Eu estava sentada no refeitório com meu computador bem a minha frente. Minha tela totalmente em branco e eu observava o cursor piscar a cada segundo. Eu estava bloqueada de ideias, ainda não sabia como começar meu primeiro rascunho.
Tive entrevistas o suficiente com Vando e meu material já ganhava corpo, todas as noites eu acordei em um pulo de inspiração e escrevia tantos comentários sobre cada parte da história dele que agora eu estava com dificuldade de reunir tudo em algo que fizesse sentido.
Suspirei e escorreguei pela cadeira me esparramando em tédio e frustração, como poderia ser tão difícil mesmo fazendo aquilo por tanto tempo.Meus olhos passearam pelo salão observando todas as pessoas comendo e conversando. Tudo parecia tão simples pra elas, mas é claro que isso não era verdade. De repente uma figura me fez saltar da cadeira. Arrumei às pressas minhas coisas enfiando todas dentro da minha bolsa enorme e dei passos apressados em direção a ele.
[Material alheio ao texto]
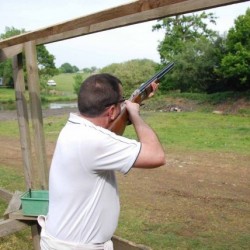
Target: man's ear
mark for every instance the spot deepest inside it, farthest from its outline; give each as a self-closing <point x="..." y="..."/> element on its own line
<point x="112" y="112"/>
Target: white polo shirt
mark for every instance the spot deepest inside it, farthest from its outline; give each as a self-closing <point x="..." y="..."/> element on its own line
<point x="83" y="197"/>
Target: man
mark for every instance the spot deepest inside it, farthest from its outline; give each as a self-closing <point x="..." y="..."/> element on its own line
<point x="83" y="197"/>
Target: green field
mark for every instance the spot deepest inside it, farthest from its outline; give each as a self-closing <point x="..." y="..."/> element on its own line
<point x="192" y="132"/>
<point x="200" y="201"/>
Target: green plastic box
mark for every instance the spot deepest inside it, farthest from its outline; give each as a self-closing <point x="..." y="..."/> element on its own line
<point x="35" y="202"/>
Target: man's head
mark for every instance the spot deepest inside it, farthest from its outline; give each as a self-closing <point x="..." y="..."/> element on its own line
<point x="97" y="93"/>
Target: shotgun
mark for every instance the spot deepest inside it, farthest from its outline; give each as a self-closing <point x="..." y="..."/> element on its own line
<point x="139" y="95"/>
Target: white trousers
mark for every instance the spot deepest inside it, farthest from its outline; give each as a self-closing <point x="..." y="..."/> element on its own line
<point x="48" y="242"/>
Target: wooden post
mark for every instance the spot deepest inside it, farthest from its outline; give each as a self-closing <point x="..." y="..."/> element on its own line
<point x="36" y="112"/>
<point x="23" y="120"/>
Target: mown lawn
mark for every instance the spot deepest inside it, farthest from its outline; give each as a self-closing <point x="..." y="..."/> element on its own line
<point x="192" y="132"/>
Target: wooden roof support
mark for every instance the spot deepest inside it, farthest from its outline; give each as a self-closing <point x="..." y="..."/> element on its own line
<point x="23" y="120"/>
<point x="36" y="112"/>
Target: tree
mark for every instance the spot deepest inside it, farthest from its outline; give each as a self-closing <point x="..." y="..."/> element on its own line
<point x="132" y="73"/>
<point x="189" y="43"/>
<point x="235" y="65"/>
<point x="45" y="60"/>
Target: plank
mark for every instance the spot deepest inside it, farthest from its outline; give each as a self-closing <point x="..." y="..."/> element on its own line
<point x="23" y="119"/>
<point x="127" y="14"/>
<point x="36" y="114"/>
<point x="10" y="52"/>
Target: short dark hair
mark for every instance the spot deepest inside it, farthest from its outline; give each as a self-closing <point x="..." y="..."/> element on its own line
<point x="98" y="92"/>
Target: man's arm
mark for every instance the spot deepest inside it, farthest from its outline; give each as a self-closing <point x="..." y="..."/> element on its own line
<point x="152" y="154"/>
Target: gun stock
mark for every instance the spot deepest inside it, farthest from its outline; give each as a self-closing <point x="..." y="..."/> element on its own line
<point x="138" y="96"/>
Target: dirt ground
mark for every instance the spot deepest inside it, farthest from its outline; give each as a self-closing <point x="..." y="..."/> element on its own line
<point x="203" y="192"/>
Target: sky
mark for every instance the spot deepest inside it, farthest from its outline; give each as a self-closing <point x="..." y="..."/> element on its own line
<point x="100" y="49"/>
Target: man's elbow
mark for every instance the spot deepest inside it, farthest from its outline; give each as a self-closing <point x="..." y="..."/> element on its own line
<point x="161" y="160"/>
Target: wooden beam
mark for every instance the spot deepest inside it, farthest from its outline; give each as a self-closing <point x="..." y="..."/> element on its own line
<point x="10" y="52"/>
<point x="36" y="113"/>
<point x="127" y="14"/>
<point x="23" y="120"/>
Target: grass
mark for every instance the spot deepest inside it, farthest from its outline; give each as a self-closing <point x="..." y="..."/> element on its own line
<point x="184" y="131"/>
<point x="192" y="131"/>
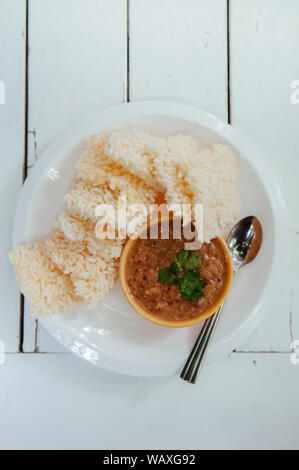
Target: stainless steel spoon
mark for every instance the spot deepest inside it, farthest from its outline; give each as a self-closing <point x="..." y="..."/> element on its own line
<point x="244" y="242"/>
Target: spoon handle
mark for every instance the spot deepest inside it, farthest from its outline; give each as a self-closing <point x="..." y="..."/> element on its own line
<point x="198" y="353"/>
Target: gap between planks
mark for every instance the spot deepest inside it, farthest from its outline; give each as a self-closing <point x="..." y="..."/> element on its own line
<point x="25" y="160"/>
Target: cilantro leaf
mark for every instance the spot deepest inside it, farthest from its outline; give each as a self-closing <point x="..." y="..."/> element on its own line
<point x="181" y="258"/>
<point x="188" y="282"/>
<point x="174" y="268"/>
<point x="166" y="277"/>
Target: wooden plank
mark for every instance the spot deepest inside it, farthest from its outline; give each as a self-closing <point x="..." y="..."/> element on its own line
<point x="12" y="67"/>
<point x="77" y="65"/>
<point x="264" y="47"/>
<point x="178" y="52"/>
<point x="243" y="402"/>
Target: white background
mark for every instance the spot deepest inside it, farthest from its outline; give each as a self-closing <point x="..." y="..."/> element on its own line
<point x="62" y="60"/>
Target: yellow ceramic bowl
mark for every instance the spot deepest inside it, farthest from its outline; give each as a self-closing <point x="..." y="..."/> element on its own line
<point x="172" y="323"/>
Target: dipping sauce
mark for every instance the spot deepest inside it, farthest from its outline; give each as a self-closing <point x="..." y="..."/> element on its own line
<point x="149" y="256"/>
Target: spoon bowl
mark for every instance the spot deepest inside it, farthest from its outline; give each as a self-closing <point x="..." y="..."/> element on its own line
<point x="244" y="242"/>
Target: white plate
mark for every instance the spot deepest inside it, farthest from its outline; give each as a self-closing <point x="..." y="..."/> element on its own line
<point x="113" y="336"/>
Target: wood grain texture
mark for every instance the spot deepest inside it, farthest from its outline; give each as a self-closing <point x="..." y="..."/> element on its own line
<point x="12" y="68"/>
<point x="178" y="52"/>
<point x="243" y="402"/>
<point x="77" y="65"/>
<point x="264" y="38"/>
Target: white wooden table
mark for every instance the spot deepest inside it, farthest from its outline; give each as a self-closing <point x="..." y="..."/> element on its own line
<point x="63" y="59"/>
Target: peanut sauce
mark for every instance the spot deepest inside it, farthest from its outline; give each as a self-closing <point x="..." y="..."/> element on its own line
<point x="148" y="256"/>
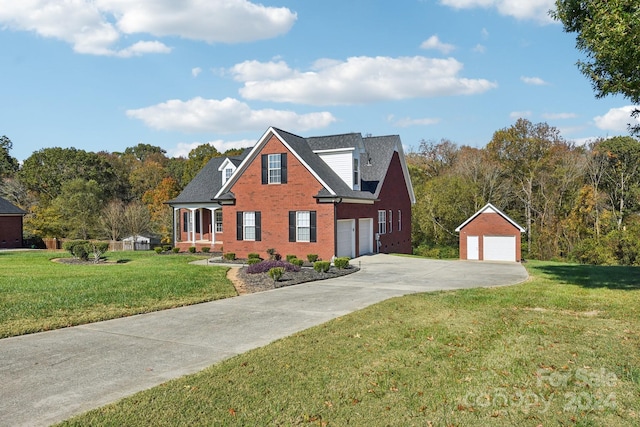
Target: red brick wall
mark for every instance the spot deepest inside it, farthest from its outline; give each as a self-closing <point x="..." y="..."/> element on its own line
<point x="274" y="201"/>
<point x="489" y="224"/>
<point x="10" y="232"/>
<point x="393" y="196"/>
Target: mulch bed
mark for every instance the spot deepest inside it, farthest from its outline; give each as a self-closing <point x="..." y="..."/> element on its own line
<point x="262" y="282"/>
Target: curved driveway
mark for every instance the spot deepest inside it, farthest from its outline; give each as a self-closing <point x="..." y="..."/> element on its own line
<point x="51" y="376"/>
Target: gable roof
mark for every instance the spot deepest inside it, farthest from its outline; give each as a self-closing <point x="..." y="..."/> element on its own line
<point x="8" y="208"/>
<point x="489" y="208"/>
<point x="206" y="183"/>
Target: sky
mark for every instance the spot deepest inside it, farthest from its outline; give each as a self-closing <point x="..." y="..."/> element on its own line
<point x="104" y="75"/>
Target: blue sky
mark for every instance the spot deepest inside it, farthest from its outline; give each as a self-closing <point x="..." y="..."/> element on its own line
<point x="109" y="74"/>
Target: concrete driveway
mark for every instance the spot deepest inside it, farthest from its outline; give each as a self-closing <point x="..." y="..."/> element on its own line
<point x="51" y="376"/>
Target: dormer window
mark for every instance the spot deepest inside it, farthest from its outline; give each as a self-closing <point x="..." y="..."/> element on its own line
<point x="274" y="168"/>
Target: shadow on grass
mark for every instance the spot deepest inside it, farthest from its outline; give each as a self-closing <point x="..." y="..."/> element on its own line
<point x="593" y="276"/>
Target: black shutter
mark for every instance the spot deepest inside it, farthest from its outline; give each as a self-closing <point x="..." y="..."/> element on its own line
<point x="258" y="227"/>
<point x="292" y="226"/>
<point x="312" y="231"/>
<point x="239" y="225"/>
<point x="283" y="168"/>
<point x="265" y="169"/>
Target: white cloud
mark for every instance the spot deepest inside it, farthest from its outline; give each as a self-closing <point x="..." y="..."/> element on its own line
<point x="408" y="121"/>
<point x="559" y="116"/>
<point x="617" y="119"/>
<point x="97" y="26"/>
<point x="357" y="80"/>
<point x="535" y="81"/>
<point x="184" y="148"/>
<point x="536" y="10"/>
<point x="434" y="42"/>
<point x="224" y="116"/>
<point x="520" y="114"/>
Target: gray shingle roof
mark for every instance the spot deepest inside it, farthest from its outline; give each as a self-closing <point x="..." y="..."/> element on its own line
<point x="206" y="183"/>
<point x="8" y="208"/>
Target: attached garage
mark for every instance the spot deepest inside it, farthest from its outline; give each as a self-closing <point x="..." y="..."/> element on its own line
<point x="490" y="235"/>
<point x="346" y="238"/>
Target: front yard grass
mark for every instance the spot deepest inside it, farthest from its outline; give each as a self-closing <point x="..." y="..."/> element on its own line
<point x="560" y="349"/>
<point x="37" y="294"/>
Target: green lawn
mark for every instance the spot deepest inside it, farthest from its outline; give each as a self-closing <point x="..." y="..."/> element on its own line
<point x="37" y="294"/>
<point x="562" y="349"/>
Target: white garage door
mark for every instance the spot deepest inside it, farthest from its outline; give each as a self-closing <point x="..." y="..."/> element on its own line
<point x="499" y="248"/>
<point x="346" y="238"/>
<point x="365" y="238"/>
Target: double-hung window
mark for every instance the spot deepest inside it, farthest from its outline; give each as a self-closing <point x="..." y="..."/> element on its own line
<point x="382" y="222"/>
<point x="302" y="226"/>
<point x="274" y="168"/>
<point x="218" y="221"/>
<point x="248" y="226"/>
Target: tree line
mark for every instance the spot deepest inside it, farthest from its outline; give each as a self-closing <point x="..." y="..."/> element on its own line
<point x="578" y="203"/>
<point x="76" y="194"/>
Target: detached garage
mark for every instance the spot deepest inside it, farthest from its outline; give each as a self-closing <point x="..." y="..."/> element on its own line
<point x="490" y="235"/>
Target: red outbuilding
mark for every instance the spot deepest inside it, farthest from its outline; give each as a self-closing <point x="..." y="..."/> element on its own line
<point x="490" y="235"/>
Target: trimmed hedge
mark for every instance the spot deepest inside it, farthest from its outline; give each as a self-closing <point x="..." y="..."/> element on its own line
<point x="266" y="265"/>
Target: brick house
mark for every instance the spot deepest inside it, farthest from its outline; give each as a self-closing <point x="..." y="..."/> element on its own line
<point x="11" y="219"/>
<point x="339" y="195"/>
<point x="490" y="235"/>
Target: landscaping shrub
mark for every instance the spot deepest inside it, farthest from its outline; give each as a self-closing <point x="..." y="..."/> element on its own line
<point x="321" y="266"/>
<point x="341" y="263"/>
<point x="297" y="262"/>
<point x="266" y="265"/>
<point x="276" y="273"/>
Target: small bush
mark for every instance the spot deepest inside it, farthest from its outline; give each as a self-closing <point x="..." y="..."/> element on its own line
<point x="289" y="257"/>
<point x="266" y="265"/>
<point x="297" y="262"/>
<point x="341" y="263"/>
<point x="321" y="266"/>
<point x="276" y="273"/>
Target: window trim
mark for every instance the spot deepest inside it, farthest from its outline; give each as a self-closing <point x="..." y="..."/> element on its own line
<point x="382" y="222"/>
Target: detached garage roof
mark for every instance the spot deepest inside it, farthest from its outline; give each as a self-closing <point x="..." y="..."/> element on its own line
<point x="489" y="208"/>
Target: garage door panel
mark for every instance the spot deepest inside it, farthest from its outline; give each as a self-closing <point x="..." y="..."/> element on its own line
<point x="345" y="238"/>
<point x="499" y="248"/>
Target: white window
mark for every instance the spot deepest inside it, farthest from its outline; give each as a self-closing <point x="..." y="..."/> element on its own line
<point x="303" y="226"/>
<point x="356" y="173"/>
<point x="382" y="222"/>
<point x="218" y="221"/>
<point x="249" y="225"/>
<point x="275" y="164"/>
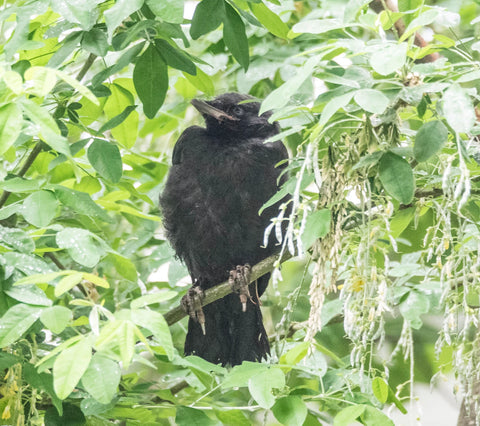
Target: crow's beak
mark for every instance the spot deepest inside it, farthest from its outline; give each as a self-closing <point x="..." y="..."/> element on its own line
<point x="205" y="108"/>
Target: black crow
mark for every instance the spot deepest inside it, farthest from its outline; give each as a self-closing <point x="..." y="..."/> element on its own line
<point x="220" y="178"/>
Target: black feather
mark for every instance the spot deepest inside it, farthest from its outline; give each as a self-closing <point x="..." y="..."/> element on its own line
<point x="220" y="178"/>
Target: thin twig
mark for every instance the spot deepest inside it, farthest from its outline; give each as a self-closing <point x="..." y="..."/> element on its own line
<point x="223" y="289"/>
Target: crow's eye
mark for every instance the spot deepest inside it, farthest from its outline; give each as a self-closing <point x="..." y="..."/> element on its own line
<point x="237" y="110"/>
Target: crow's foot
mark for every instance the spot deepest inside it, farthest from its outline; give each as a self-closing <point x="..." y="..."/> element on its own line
<point x="239" y="280"/>
<point x="192" y="305"/>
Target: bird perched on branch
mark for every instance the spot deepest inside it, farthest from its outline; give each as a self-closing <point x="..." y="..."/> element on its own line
<point x="220" y="178"/>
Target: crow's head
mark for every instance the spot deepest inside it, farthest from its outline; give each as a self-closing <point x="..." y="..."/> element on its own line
<point x="235" y="114"/>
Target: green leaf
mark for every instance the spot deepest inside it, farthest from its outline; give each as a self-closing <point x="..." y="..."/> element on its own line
<point x="333" y="106"/>
<point x="415" y="305"/>
<point x="208" y="16"/>
<point x="429" y="140"/>
<point x="16" y="321"/>
<point x="348" y="415"/>
<point x="49" y="130"/>
<point x="118" y="12"/>
<point x="126" y="132"/>
<point x="280" y="96"/>
<point x="469" y="76"/>
<point x="294" y="355"/>
<point x="374" y="417"/>
<point x="187" y="416"/>
<point x="234" y="36"/>
<point x="371" y="100"/>
<point x="40" y="208"/>
<point x="239" y="375"/>
<point x="124" y="266"/>
<point x="83" y="13"/>
<point x="380" y="389"/>
<point x="175" y="58"/>
<point x="13" y="80"/>
<point x="42" y="278"/>
<point x="124" y="60"/>
<point x="270" y="20"/>
<point x="29" y="294"/>
<point x="202" y="82"/>
<point x="167" y="10"/>
<point x="290" y="410"/>
<point x="118" y="338"/>
<point x="18" y="239"/>
<point x="102" y="378"/>
<point x="423" y="19"/>
<point x="397" y="178"/>
<point x="150" y="77"/>
<point x="105" y="159"/>
<point x="316" y="26"/>
<point x="18" y="184"/>
<point x="154" y="322"/>
<point x="401" y="220"/>
<point x="317" y="226"/>
<point x="389" y="58"/>
<point x="10" y="125"/>
<point x="95" y="41"/>
<point x="80" y="202"/>
<point x="261" y="385"/>
<point x="69" y="367"/>
<point x="79" y="87"/>
<point x="118" y="119"/>
<point x="67" y="283"/>
<point x="68" y="45"/>
<point x="56" y="318"/>
<point x="232" y="418"/>
<point x="41" y="80"/>
<point x="458" y="109"/>
<point x="152" y="298"/>
<point x="81" y="246"/>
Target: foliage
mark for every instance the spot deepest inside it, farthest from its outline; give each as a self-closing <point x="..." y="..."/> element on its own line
<point x="385" y="207"/>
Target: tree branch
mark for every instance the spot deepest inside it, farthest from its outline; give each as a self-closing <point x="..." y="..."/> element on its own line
<point x="223" y="289"/>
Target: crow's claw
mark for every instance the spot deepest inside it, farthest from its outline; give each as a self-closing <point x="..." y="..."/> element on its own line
<point x="192" y="305"/>
<point x="239" y="280"/>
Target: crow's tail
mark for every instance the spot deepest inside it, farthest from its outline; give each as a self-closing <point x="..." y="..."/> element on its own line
<point x="231" y="336"/>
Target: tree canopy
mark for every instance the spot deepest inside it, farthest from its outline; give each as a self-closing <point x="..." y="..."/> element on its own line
<point x="377" y="105"/>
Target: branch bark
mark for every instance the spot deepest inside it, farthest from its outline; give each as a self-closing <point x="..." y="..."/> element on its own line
<point x="223" y="289"/>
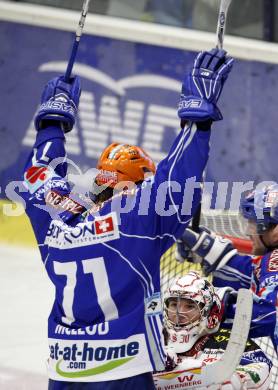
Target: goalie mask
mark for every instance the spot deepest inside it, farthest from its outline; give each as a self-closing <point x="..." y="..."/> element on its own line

-Bill, Bill! - Eu disse de pressa tentando alcançá-lo. Ele estava sozinho e muito elegante como sempre. - Está saindo pra almoçar? - Eu perguntei ofegante assim que ele parou.
Ele me olhou dos pés a cabeça e soltou um risinho faceiro. - O que você está aprontando? - Disse em um tom brincalhão.
- Estou tendo um bloqueio criativo. É gravíssimo!
-Okay. - ele disse pausadamente.
-Preciso respirar, comer algo, sei lá, distrair minha mente por alguns minutos.
Ele assentiu olhando ao redor. Parecia pensar em algo intrigante.
-Bom - ele disse ainda com os olhos para fora do prédio - Você já andou num desses? - apontou para um ônibus turístico que passava bem em frente.Vários turistas com máquinas fotográficas na mão e óculos de sol apontando para os grandes arranha-céus. Não pude deixar de sorrir.
-Vamos. - Disse dando pulinhos de felicidade.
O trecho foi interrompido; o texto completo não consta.